In its interim results released to the stock exchange this morning, Friends Prov also revealed a 12% jump in total life and pensions sales – from £2.02bn in 2006, to £2.26bn.
Group pensions sales were up 11% to £1.3bn while international sales jumped 16% to £1.17bn.
Its interim dividend per share for the period was up 5p, to 2.7p.
Friends Provident group chief executive Philip Moore says the group’s financial position “remains robust” with capital resources exceeding requirements by approximately £1bn.
But he added the group’s solid UK position is tempered by a moderate protection market, which will extend the timescale on its 2008 UK new business profits target.
“The Friends Provident Group continues to make good headway in UK and International life and pensions, despite the competitive nature of the UK market,” he says.

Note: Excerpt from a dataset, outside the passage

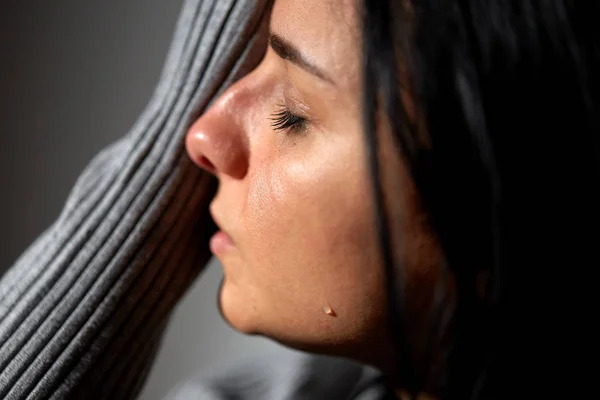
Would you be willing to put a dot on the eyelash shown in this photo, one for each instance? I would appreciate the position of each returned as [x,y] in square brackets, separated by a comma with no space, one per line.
[284,119]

“In the UK, group pensions remains the key growth driver, with our leading-edge proposition capturing significant levels of new business from the ongoing trend away from defined benefit and trustee schemes - a trend expected to continue well into the future.”
On the asset management side, Friends Provident says F&C is making “significant progress” in its three-year plan, with eight initiatives launched in the first half of the year.
“High quality personnel have been recruited and a range of initiatives deployed to improve revenues and increase margin,” Moore says.
He added the proposed merger with Resolution will improve Friends Prov's growth prospects.
“Friends Provident remains a strong, standalone company with excellent prospects for profitable growth, differentiated by our focus on customer service, enabled by leading-edge technology,” Moore says.
“We are confident that the proposed merger with Resolution to form Friends Financial Group will add significantly to this position and deliver increased shareholder value.”